3. Malnutrition and dehydration
Although nursing homes are obliged to provide nutritious food (this includes ground or pureed meals and/or help with feeding) a 2015 review of research estimates that 20 percent of residents in nursing homes experience malnutrition. Elders with late-stage dementia are especially susceptible, as they often have trouble swallowing and chewing. If your loved one has lost weight or leaves most of their food on their plate, report your concerns immediately to the nurse manager.
Also look out for dehydration, which can lead to major health problems. It’s easy for elderly people to get dehydrated as the perception of thirst diminishes with age. Signs of dehydration range from dry skin and mouth and cracked lips to vomiting, dizziness and confusion. It’s also a red flag if nursing home staff ignore residents who struggle to swallow water or hold a cup.
4. Muscle Contractures
Be wary of nursing homes that do not offer a physical activity program for residents. When people don’t exercise their joints or limbs or are inactive for long periods they are at risk for contractures, a freezing of a joint like an elbow, or a shortening or tightening of muscles. Contractures cause pain, restrict range of motion and decrease mobility. Elderly persons with this condition are also vulnerable to falls and pressure ulcers.

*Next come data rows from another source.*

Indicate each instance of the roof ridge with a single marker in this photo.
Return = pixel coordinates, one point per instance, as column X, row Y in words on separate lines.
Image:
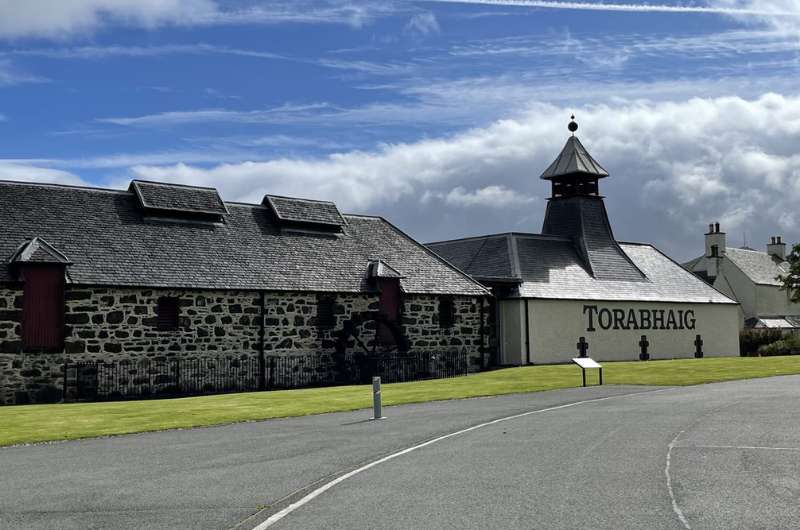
column 174, row 184
column 66, row 186
column 298, row 198
column 436, row 256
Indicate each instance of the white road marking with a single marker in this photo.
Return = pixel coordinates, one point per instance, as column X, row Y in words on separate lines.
column 675, row 507
column 753, row 447
column 274, row 518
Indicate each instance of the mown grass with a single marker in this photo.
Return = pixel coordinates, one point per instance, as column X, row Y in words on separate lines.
column 39, row 423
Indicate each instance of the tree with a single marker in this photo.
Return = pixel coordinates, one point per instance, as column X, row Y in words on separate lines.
column 791, row 280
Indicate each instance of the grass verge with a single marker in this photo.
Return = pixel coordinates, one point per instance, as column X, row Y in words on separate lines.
column 39, row 423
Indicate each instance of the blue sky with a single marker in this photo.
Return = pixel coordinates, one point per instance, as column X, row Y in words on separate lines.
column 438, row 115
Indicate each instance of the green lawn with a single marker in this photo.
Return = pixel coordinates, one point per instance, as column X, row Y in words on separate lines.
column 37, row 423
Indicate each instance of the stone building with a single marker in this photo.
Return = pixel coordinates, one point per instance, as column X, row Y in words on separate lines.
column 750, row 277
column 166, row 271
column 574, row 287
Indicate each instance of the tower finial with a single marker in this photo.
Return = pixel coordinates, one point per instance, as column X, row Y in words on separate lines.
column 573, row 126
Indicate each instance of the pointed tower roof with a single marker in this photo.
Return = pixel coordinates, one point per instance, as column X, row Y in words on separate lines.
column 574, row 159
column 37, row 250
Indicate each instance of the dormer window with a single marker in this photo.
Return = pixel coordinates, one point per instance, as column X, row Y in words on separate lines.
column 42, row 267
column 168, row 313
column 326, row 312
column 447, row 315
column 175, row 202
column 306, row 215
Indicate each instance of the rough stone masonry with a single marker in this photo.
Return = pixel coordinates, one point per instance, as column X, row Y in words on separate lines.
column 118, row 324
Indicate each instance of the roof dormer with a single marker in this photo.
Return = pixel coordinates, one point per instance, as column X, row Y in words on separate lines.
column 179, row 202
column 305, row 214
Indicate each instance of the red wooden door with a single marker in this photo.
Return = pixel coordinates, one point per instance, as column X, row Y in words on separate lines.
column 43, row 307
column 389, row 307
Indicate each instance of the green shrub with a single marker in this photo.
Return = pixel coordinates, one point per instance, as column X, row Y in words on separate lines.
column 790, row 345
column 750, row 340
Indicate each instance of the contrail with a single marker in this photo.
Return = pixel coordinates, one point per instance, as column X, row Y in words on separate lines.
column 638, row 8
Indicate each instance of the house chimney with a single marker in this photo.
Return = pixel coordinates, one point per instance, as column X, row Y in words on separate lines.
column 715, row 249
column 776, row 247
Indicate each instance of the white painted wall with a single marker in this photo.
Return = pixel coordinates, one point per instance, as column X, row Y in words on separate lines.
column 756, row 300
column 736, row 285
column 556, row 325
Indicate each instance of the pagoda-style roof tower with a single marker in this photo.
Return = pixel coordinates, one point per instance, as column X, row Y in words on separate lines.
column 574, row 171
column 576, row 210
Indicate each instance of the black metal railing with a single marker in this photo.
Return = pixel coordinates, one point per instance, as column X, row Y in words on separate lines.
column 144, row 378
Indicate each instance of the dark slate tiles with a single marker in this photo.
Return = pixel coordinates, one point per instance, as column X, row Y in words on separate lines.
column 111, row 242
column 178, row 198
column 304, row 210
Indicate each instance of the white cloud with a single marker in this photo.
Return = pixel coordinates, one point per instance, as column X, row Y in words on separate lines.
column 675, row 166
column 724, row 7
column 61, row 19
column 64, row 18
column 781, row 15
column 11, row 75
column 423, row 24
column 31, row 173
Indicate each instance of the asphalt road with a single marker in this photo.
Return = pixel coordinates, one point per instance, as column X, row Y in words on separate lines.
column 734, row 462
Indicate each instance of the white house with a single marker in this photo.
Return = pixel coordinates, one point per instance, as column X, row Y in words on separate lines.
column 576, row 284
column 750, row 277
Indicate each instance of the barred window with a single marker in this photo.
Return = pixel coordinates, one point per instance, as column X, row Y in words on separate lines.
column 446, row 312
column 326, row 308
column 168, row 313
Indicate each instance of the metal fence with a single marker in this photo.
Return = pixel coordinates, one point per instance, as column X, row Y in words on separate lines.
column 137, row 379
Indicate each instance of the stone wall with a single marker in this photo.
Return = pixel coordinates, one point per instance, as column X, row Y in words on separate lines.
column 10, row 317
column 120, row 325
column 291, row 322
column 421, row 326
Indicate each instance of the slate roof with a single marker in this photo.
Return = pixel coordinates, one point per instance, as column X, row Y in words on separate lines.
column 788, row 322
column 584, row 221
column 760, row 267
column 37, row 250
column 550, row 268
column 574, row 158
column 112, row 242
column 178, row 198
column 305, row 210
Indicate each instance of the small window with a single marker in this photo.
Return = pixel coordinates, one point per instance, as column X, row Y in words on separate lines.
column 43, row 308
column 326, row 317
column 168, row 313
column 446, row 313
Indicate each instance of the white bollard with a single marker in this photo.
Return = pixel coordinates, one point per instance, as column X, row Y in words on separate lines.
column 376, row 399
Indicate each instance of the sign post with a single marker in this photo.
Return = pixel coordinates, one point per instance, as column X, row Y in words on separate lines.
column 586, row 362
column 376, row 399
column 698, row 344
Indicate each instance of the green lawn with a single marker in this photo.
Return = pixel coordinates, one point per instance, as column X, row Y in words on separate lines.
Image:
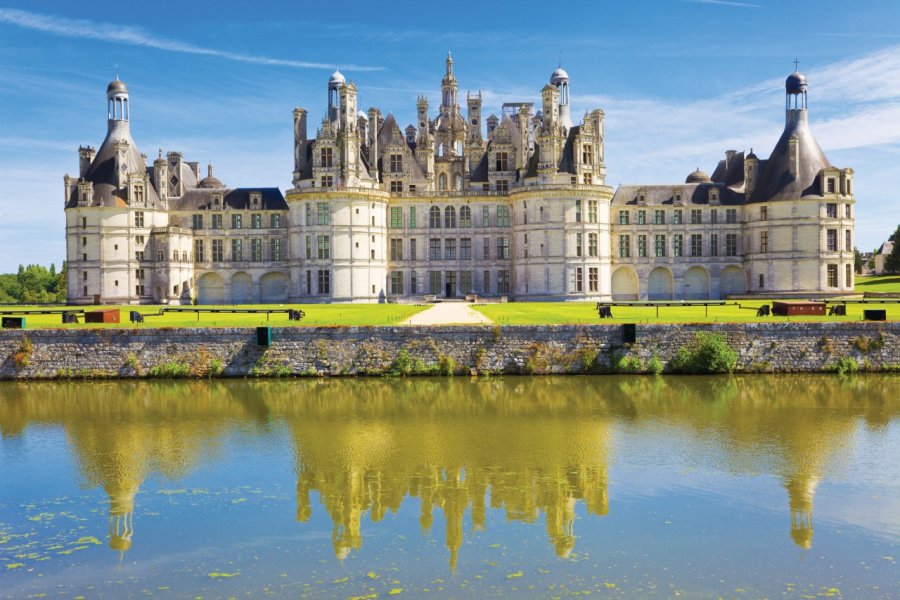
column 879, row 283
column 538, row 313
column 316, row 314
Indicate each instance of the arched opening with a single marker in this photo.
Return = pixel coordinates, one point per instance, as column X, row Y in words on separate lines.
column 696, row 284
column 241, row 288
column 625, row 284
column 210, row 289
column 660, row 284
column 732, row 281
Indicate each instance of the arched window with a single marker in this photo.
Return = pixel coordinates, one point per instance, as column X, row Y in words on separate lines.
column 465, row 217
column 450, row 217
column 434, row 217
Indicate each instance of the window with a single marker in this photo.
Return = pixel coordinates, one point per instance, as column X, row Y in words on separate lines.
column 696, row 244
column 450, row 217
column 831, row 240
column 502, row 216
column 326, row 156
column 324, row 282
column 832, row 275
column 624, row 246
column 323, row 246
column 396, row 283
column 696, row 216
column 659, row 217
column 660, row 245
column 465, row 249
column 465, row 217
column 450, row 249
column 275, row 249
column 323, row 214
column 396, row 217
column 502, row 247
column 731, row 215
column 396, row 249
column 730, row 244
column 434, row 217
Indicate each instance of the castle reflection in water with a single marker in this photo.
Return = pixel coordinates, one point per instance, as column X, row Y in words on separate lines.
column 529, row 447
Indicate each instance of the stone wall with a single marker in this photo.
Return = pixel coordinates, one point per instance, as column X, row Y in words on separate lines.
column 762, row 347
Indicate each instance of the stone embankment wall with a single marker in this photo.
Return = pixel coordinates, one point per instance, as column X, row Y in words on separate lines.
column 761, row 347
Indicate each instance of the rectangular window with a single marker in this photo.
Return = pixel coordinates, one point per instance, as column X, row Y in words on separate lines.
column 323, row 246
column 624, row 246
column 659, row 217
column 831, row 240
column 396, row 217
column 832, row 275
column 696, row 244
column 730, row 244
column 396, row 249
column 275, row 249
column 323, row 213
column 450, row 249
column 324, row 281
column 502, row 247
column 660, row 245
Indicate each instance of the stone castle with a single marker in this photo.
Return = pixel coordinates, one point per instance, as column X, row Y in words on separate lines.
column 514, row 206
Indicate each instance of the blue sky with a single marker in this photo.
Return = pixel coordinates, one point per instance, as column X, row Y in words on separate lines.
column 681, row 81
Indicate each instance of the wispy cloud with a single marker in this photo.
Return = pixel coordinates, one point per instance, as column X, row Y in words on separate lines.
column 124, row 34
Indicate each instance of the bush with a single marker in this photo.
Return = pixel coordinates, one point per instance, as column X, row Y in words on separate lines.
column 707, row 353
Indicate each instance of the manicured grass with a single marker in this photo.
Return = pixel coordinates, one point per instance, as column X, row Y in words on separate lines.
column 879, row 283
column 547, row 313
column 316, row 314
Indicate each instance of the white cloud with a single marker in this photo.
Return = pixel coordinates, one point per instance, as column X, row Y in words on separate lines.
column 123, row 34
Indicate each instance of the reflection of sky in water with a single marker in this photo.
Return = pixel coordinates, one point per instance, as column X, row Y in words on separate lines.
column 529, row 487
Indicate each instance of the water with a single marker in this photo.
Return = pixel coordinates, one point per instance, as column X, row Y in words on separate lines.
column 516, row 487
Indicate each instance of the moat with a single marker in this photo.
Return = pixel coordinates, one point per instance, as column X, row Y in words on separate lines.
column 512, row 487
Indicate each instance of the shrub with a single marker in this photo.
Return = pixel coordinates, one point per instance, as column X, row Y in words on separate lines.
column 706, row 353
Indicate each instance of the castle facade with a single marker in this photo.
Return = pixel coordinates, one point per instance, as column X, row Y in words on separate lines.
column 513, row 205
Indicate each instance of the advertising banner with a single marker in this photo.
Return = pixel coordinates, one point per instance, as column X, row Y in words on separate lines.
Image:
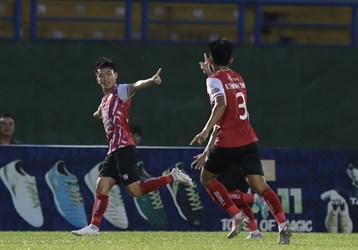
column 52, row 188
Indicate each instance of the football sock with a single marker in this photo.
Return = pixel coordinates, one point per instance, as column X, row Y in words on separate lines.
column 155, row 183
column 99, row 207
column 252, row 226
column 274, row 205
column 240, row 198
column 220, row 196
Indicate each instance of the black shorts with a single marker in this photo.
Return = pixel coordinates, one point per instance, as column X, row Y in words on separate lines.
column 246, row 157
column 121, row 165
column 234, row 178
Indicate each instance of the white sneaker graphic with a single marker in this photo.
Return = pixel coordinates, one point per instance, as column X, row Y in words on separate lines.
column 181, row 177
column 87, row 231
column 24, row 194
column 116, row 212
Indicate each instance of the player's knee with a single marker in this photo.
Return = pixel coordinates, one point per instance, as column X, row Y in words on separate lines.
column 134, row 190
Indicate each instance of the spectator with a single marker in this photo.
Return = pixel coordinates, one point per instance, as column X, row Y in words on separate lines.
column 7, row 129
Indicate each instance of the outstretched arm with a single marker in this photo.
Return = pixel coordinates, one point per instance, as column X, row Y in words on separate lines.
column 141, row 84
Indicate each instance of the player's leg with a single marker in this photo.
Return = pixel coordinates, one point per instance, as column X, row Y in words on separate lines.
column 255, row 176
column 233, row 179
column 218, row 162
column 108, row 177
column 126, row 159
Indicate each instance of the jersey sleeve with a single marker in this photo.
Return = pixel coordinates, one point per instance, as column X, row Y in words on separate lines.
column 122, row 91
column 214, row 88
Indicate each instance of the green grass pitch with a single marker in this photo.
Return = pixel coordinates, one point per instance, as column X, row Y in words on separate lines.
column 172, row 240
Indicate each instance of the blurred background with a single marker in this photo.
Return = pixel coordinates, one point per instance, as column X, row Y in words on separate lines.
column 299, row 60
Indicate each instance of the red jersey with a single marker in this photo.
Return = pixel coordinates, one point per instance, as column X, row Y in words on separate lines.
column 235, row 129
column 115, row 108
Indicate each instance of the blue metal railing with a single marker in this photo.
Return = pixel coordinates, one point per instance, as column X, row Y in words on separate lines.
column 259, row 23
column 15, row 18
column 239, row 24
column 35, row 19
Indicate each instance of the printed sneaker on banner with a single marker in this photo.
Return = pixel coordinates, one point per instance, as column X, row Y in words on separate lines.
column 66, row 194
column 24, row 193
column 186, row 199
column 150, row 206
column 116, row 212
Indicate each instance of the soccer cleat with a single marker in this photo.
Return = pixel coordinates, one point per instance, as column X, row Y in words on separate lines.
column 150, row 206
column 260, row 203
column 239, row 221
column 24, row 193
column 90, row 230
column 116, row 212
column 254, row 235
column 180, row 176
column 66, row 194
column 285, row 233
column 186, row 199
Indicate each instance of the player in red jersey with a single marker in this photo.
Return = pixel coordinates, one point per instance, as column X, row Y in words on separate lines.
column 235, row 141
column 234, row 181
column 120, row 163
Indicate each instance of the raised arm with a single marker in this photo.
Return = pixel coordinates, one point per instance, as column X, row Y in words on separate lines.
column 142, row 84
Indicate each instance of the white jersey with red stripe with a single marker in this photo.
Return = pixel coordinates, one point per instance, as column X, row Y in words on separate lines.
column 115, row 108
column 235, row 129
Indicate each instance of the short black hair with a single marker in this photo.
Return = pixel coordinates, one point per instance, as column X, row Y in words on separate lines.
column 7, row 115
column 352, row 162
column 135, row 130
column 104, row 62
column 220, row 51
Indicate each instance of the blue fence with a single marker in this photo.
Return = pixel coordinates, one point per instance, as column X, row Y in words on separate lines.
column 51, row 188
column 258, row 22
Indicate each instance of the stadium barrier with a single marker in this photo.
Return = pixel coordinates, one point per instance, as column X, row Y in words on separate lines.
column 50, row 188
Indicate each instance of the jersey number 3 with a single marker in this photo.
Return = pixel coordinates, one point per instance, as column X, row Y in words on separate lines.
column 242, row 105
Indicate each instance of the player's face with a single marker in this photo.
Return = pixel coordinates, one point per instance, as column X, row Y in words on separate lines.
column 107, row 78
column 7, row 126
column 352, row 171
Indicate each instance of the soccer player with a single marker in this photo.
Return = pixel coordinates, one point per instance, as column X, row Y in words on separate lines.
column 120, row 164
column 7, row 129
column 235, row 142
column 136, row 134
column 234, row 181
column 342, row 208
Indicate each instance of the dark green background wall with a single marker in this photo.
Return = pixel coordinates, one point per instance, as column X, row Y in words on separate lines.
column 298, row 97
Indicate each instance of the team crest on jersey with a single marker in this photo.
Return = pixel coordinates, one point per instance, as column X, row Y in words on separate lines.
column 214, row 91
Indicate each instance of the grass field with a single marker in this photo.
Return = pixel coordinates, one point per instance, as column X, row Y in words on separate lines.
column 172, row 240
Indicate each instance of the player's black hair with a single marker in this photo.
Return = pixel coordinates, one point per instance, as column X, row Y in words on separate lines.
column 220, row 51
column 352, row 162
column 104, row 62
column 135, row 130
column 7, row 115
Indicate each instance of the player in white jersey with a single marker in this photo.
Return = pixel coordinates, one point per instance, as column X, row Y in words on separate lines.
column 120, row 164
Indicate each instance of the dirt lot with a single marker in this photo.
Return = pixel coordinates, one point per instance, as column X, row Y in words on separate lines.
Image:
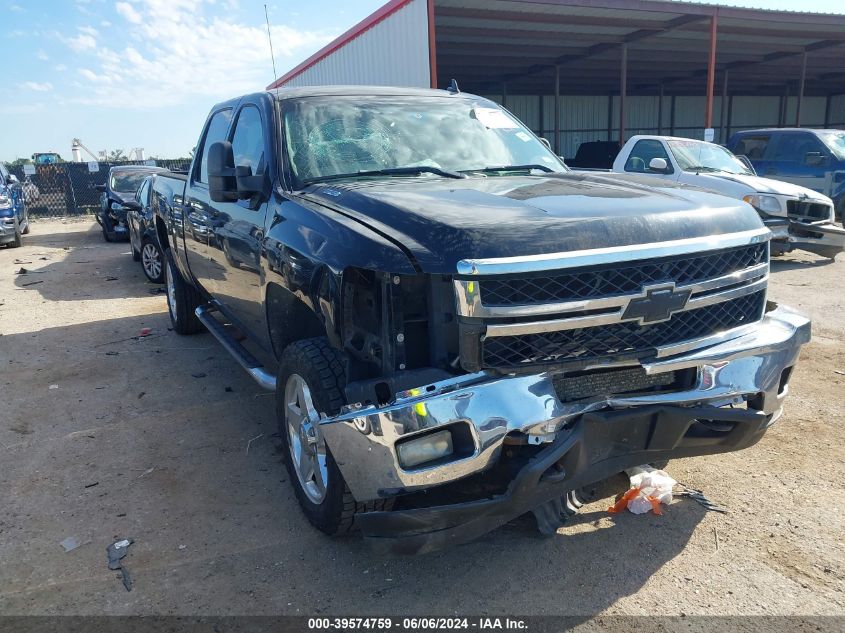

Take heed if your aging loved one complains about a long wait time when they call for assistance. Too long a wait might mean they try to get up from bed on their own, putting them at risk for falling, which can lead to hip fractures or death. According to the Centers for Disease Control and Prevention, up to 75 percent of nursing home residents fall each year, twice the rate of seniors who live elsewhere. In addition to understaffing, slippery floors, poor lighting or improper and incorrect walking aids can contribute to fall risk.
You should be on high alert if you find a loved one with dementia wandering alone in the halls as they can potentially wander off site, which could result in injury or death. You should also be concerned if the nursing home relies on physical restraints to prevent wandering--studies show that restraints are often ineffective and can even be harmful. Supervision of at-risk residents combined with an individualized care plan is the best method to deal with wandering.
Neglect can also occur when nursing home staff overmedicate residents or fail to notify caregivers about medication changes. Signs of overmedication (drowsiness, lethargy, confusion and dizziness) can lessen quality of life and lead to falls or other complications. If you suspect that your loved one is taking too many drugs (or the wrong drug), request a meeting with the nurse manager or staff physician where you can look at your loved one’s medical chart and ask pointed questions.
Once your loved one has moved into a nursing home, it’s crucial that you visit regularly, make a conscious effort to watch out for possible signs of neglect, and ask staff to explain anything you find out of the ordinary. (If they’re evasive about the answers, well, that’s another red flag.)
“I don’t know if the prevalence of neglect is changing, but I think people have a higher level of scrutiny, and I think that’s good,” says Fulmer. “Baby Boomers want quality care and they will be in asking very key questions-- I think people of my grandmother’s generation took what they got.”